MAR Consulting facilitated a cyber-security risk assessment for an operator of offshore assets in the Norwegian Continental Shelf (NCS). The assets shall comply with the strict Norwegian regulatory requirements. Petroleum Safety Authority (PSA) in Norway runs periodical audits to ascertain the level of IT security (among others) in the operating assets in the NCS. This work is part of an extended partnership with the operator to identify potential cyber-security vulnerabilities in their portfolio. Other assessments part of this work are: Cyber-security assessment of FPSO IT/OT systems · MAR Consulting; Cyber-security risk assessment of FPSO · MAR Consulting; Cybersecurity hazard identification of Norwegian offshore production platform complex · MAR Consulting; Cybersecurity hazard identification · MAR Consulting.

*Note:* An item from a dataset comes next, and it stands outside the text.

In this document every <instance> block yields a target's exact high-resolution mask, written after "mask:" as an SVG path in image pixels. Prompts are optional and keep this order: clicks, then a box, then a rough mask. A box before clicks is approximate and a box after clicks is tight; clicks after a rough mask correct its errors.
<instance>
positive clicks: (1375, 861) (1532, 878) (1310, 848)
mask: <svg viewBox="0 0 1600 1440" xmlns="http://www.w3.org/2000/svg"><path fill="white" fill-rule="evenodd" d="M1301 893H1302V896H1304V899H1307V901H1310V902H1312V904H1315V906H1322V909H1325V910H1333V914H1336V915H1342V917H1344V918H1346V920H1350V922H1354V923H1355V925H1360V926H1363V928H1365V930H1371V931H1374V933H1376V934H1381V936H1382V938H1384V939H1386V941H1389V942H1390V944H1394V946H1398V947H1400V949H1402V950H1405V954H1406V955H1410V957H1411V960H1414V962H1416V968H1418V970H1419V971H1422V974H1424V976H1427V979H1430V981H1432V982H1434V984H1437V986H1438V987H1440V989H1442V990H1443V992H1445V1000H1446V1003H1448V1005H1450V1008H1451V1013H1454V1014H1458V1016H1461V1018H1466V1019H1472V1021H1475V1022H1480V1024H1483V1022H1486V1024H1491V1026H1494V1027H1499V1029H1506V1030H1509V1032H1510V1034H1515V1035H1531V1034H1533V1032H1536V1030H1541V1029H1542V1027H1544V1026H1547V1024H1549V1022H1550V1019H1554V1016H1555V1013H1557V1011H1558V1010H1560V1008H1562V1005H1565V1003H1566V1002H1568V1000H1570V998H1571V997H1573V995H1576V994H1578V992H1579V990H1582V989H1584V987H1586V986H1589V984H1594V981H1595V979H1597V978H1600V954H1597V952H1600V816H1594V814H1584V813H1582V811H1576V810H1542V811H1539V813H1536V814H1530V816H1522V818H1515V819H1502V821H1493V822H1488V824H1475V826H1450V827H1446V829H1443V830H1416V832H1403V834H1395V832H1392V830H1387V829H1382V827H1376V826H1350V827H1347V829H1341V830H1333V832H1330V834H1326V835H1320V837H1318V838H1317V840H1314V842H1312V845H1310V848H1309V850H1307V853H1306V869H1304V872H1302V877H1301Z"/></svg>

The main objective was to draw on the collective experience and lessons learned to identify potential cyber-security hazards. Other objectives were to analyze and evaluate identified cyber-security risks and propose ways to prevent or mitigate hazardous scenarios. It is a starting point to improve overall cyber-security in the asset, in addition to documenting the findings and deviations identified.
MAR Consulting developed the methodology jointly with the operator. It was based on MAR Consulting extensive experience providing such assessments and tailor-made to the operator’s objectives.
The scope of work also included systems, facilities, and contributions from 3rd party vendors. The assessment focused on safety automated systems, network, and remote access systems, information, and operation technology (IT/OT) systems, telecom systems, among others. The assessment covered normal operations but also start-up/shutdown and emergency modes of operation. Furthermore, it covered installation, commissioning, and decommissioning of equipment. Although, specific risk assessments are recommended to be performed during such modifications.
The assessment did not intend to perform a design review nor assess compliance with the Norwegian Oil and Gas Information Security Baseline Requirements (ISBR) or similar standards. However, we took into consideration relevant guidelines and standards such as NoG 104, ISO 27001, ISO 27031, or IEC 62443.